The engineering book I am using is the one of, if not the newest book on the subject and covers some areas in more depth than some older books, and even has a few concepts that are not included in any other single source, like quaternion algebra for 6DOF flight sim coding, and considering the spiral component of slipstream to improve the momentum model of propeller thrust generation. I have read about mach tuck and other AC shift characteristics in other older books as well. It's not something that can be ignored in all cases, especially extreme ones.

The wing AC does actually move with changes in AOA. You no doubt increased the usable airspeed range by going to a symmetrical tail airfoil becuase you decreased the pitch-down contribution of the tail, making the AC shift on the wing less effective in pitching the nose down. Also, it's the neutral point, or AC of the whole airplane, with respect to the center of gravity, that determines pitch stability, not the CG position relative to the AC of the wing by itself. That determines tail-lift requirements. If the tail volume is large enough, the neutral point can be aft of the 50% chord point or theoreticaly almost anywhere. In fact, the larger the tail volume, the less important small changes in the wing AC become.

The quarter-chord point works well as a first approximation, and even beyond for many cases, especially for symmetrical airfoils, since they have no pitching moment about their AC. But to go beyond first approximation, especially in borderline cases like our nose-divers, we need to get closer to the truth by considering wing AC shift, and even fuselage AC, which can shift the AC of the airplane 3% MAC or more, over the wing and tail-only model. 3% MAC is significant when you consider that for full-scale at least, 5% MAC is considered the minimum acceptable static margin.

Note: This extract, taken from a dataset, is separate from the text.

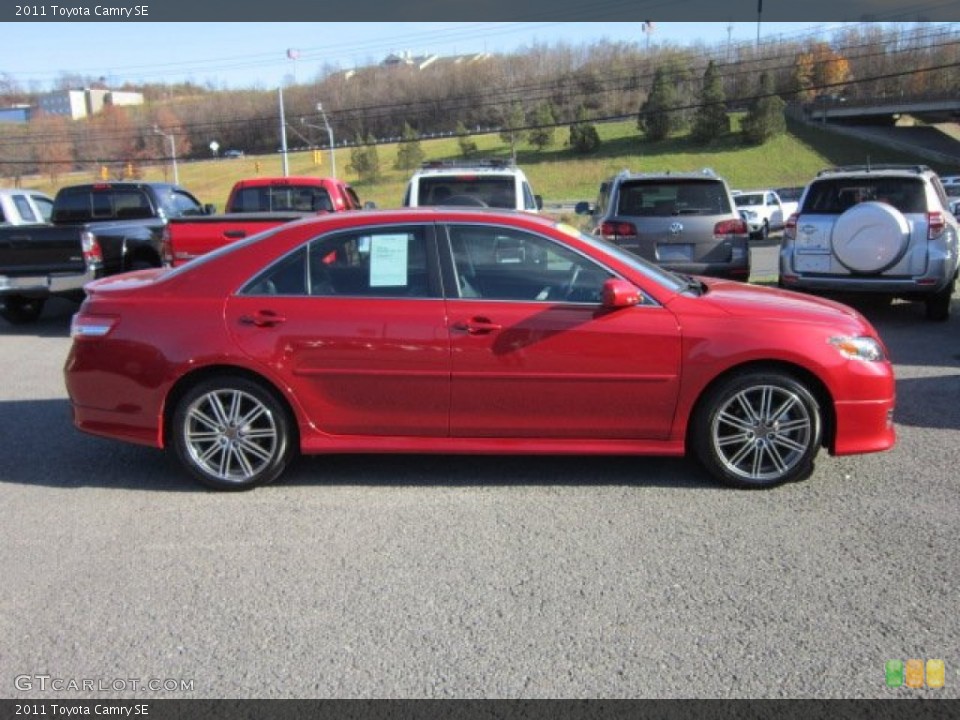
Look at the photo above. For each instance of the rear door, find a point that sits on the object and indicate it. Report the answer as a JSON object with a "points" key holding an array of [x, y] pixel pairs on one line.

I'm not saying that tail-lift did not contribute to tuck; I believe it did. But I suggest that it might not have been the only important factor, and just because changing the tail airfoil solved the problem for the airspeeds you use, doesn't mean the problem wouldn't creep up again if you flew it faster. But it was a good solution, since as you say, the problem hasn't re-ocurred, which means the speed at which the problem would show up again is higher than encountered in actual use. All airplanes have speed limits, above or below which bad things can happen, so I'm not even suggesting that predominantly lifting tail designs are bad designs. Whatever works, I always say.

edit: I probably should have used CP instead of AC in much of the above discussion. And yes, thin airfoil theory puts the AC and CP at the quarter-chord point for incompressible flow.